Figure 2 The transmit chain in a single-antenna HPM configuration.
Signal Generation Using Low Phase Noise RF Synthesizers
The RF test chain begins with an RF synthesizer to establish the base frequency. While different test scenarios require continuous waves (CW), many weapons use pulsed signals to achieve high peak power in short intervals to maximize damage.
High performance signal sources provide the spectral purity and low phase noise performance required to generate clean leading pulse edges. Solutions can support both CW and pulsed operation modes, featuring internal self-pulse functions as well as pulse modulation using an external stimulus signal. The ability to adjust the phase of the output is ideal for multi-channel configurations to ensure pulses arrive constructively at the target. In addition, high amplitude allows for repeatable, reliable testing, while fast frequency switching supports the development of frequency-agile systems across mission-relevant bands.
Figure 3 A noise-modulated pulse with 40 MHz AWGN and a CF of 10 dB.
Modulation with AWGN
New research shows that inserting AWGN into a short, fast-rise-time HPM pulse significantly increases effectiveness in stressing and damaging electronic circuits. AWGN adds random amplitude spikes on top of the pulse envelope, see Figure 3. The resulting noise-modulated waveform has a much higher CF or peak-to-average power ratio, defined as the ratio of a signal’s peak power to its average power. High CF waveforms contain instantaneous peaks that rise far above average power levels, which increases the pulse’s ability to push sensitive components beyond operational limits. Furthermore, dynamic AWGN waveforms can resemble the behavior of complex modulation schemes. Targeted receivers can struggle to detect and process these signals, increasing susceptibility to jamming.
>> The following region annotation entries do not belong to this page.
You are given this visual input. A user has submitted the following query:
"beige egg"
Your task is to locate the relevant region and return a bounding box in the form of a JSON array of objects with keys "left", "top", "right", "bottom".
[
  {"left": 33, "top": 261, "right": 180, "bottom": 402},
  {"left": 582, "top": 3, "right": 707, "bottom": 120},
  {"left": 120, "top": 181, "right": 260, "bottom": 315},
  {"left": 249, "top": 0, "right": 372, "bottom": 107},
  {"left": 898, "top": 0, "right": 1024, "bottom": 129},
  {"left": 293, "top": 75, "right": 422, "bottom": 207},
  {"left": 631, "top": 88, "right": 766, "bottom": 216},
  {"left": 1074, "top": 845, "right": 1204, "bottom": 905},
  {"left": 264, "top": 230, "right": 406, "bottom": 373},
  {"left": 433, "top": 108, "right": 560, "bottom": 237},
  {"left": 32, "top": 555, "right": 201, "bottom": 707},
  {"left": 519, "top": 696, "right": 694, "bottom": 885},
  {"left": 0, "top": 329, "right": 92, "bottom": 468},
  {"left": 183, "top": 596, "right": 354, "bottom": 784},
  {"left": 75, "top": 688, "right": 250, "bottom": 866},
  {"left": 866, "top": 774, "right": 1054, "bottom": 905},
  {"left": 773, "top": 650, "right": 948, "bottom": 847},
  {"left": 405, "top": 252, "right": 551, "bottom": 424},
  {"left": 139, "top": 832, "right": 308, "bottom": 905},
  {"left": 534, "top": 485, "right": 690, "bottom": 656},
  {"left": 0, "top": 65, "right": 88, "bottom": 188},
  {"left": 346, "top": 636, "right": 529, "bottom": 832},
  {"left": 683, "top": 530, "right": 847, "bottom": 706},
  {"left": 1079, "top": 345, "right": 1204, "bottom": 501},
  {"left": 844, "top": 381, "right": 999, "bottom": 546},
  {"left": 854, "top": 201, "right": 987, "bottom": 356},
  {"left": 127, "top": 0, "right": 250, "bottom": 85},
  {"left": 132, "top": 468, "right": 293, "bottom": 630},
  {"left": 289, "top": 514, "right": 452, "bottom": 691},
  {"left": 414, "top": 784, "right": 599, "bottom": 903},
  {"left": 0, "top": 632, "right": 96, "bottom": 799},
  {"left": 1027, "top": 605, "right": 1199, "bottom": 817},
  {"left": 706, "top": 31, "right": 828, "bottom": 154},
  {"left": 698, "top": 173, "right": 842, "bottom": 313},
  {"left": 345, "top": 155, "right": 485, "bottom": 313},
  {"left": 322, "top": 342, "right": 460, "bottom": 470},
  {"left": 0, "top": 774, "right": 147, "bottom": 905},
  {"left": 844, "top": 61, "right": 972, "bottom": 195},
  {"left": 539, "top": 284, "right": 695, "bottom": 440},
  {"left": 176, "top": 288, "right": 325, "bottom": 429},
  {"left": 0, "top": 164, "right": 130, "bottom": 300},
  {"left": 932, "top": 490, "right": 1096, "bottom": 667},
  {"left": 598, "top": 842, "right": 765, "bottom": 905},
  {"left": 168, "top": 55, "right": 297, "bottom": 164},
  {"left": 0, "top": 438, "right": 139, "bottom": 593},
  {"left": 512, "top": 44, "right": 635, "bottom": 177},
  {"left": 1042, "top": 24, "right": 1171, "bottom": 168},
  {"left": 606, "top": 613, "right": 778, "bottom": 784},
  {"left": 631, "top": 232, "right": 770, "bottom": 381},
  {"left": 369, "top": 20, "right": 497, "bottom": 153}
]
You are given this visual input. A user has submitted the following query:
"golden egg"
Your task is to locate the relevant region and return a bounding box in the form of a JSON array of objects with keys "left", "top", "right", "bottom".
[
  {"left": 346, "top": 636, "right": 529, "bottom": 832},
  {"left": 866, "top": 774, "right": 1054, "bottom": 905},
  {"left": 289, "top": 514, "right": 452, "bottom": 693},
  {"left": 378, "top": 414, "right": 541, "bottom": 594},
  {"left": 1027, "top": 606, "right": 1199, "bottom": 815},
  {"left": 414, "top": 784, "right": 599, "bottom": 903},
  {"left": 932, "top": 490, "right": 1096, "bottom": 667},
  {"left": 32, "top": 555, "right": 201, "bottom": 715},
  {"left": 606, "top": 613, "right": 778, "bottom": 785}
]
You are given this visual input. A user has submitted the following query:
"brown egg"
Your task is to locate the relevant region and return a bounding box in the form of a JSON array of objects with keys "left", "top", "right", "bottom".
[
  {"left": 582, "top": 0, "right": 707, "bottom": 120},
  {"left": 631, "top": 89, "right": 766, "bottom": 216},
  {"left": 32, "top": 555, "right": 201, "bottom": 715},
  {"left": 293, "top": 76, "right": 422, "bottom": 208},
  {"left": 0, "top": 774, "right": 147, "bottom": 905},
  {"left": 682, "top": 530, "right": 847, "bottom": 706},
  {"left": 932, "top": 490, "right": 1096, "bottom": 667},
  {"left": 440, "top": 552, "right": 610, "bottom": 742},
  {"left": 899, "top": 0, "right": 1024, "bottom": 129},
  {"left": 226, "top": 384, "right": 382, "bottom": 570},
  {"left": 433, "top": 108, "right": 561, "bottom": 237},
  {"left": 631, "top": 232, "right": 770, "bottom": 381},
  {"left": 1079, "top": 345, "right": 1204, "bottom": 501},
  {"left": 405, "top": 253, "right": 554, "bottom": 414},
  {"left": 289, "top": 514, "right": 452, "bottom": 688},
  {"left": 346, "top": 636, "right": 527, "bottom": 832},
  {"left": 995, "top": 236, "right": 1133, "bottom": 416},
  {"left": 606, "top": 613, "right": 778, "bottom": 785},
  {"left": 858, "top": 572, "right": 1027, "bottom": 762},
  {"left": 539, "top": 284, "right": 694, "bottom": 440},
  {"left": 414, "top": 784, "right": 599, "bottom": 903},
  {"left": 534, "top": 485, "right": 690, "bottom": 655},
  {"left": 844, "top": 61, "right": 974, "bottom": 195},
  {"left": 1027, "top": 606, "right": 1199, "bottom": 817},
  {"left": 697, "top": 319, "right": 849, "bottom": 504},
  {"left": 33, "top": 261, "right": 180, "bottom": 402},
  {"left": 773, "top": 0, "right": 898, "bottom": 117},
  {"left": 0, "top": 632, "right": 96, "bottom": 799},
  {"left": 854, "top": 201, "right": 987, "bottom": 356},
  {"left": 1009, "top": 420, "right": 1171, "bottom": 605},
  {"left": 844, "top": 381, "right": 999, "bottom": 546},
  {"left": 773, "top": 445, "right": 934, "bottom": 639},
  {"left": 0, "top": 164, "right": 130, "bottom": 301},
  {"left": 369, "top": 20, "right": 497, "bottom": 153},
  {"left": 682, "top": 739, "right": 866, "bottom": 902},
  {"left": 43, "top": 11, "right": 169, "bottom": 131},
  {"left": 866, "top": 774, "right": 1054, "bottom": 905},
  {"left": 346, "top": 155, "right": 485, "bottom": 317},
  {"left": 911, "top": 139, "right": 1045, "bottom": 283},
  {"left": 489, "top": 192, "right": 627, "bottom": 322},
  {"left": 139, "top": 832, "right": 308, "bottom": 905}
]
Noise modules and benchtop noise sources provide precise control over noise levels and bandwidths to create the exact noise output and CF required for this emerging area of HPM research.
Driver-level Signal Amplification
The next stage in the transmit chain is signal amplification. For most HPM research and lab testing, output levels range from approximately 20 to 200 W. While these power levels are lower than operational weapons, they can generate equivalent electric-field strengths at controlled distances. Driver-level amplification, therefore, is both a safe and effective means to evaluate circuit susceptibility and analyze waveform behavior without requiring full-scale power output. These driver amplifiers can also be used in a multi-stage amplification architecture, delivering properly shaped waveforms to higher-power amplifiers later in the chain.
During testing, amplifiers must be able to accurately reproduce the characteristics of an HPM pulse. This includes supporting:
- Fast rise times (e.g., sub-10 ns) to preserve sharp leading pulse edges. If edges are distorted, the pulse delivers less impact.
- Narrow pulse widths (e.g., about 10 ns) that concentrate energy into short intervals, producing high peak power.
- High CF waveforms, which often exceed 10 dB. The amplifier must pass these instantaneous peaks without clipping or entering compression; otherwise, the waveform’s profile changes and reduces the intended effect on the device under test (DUT).
Amplified signals will be representative of the original HPM pulse with the use of high performance amplifiers. Wide frequency coverage ensures fast rise times and short pulse widths are faithfully replicated, while high linearity prevents the clipping of the highest power peaks, which is especially important for AWGN modulation.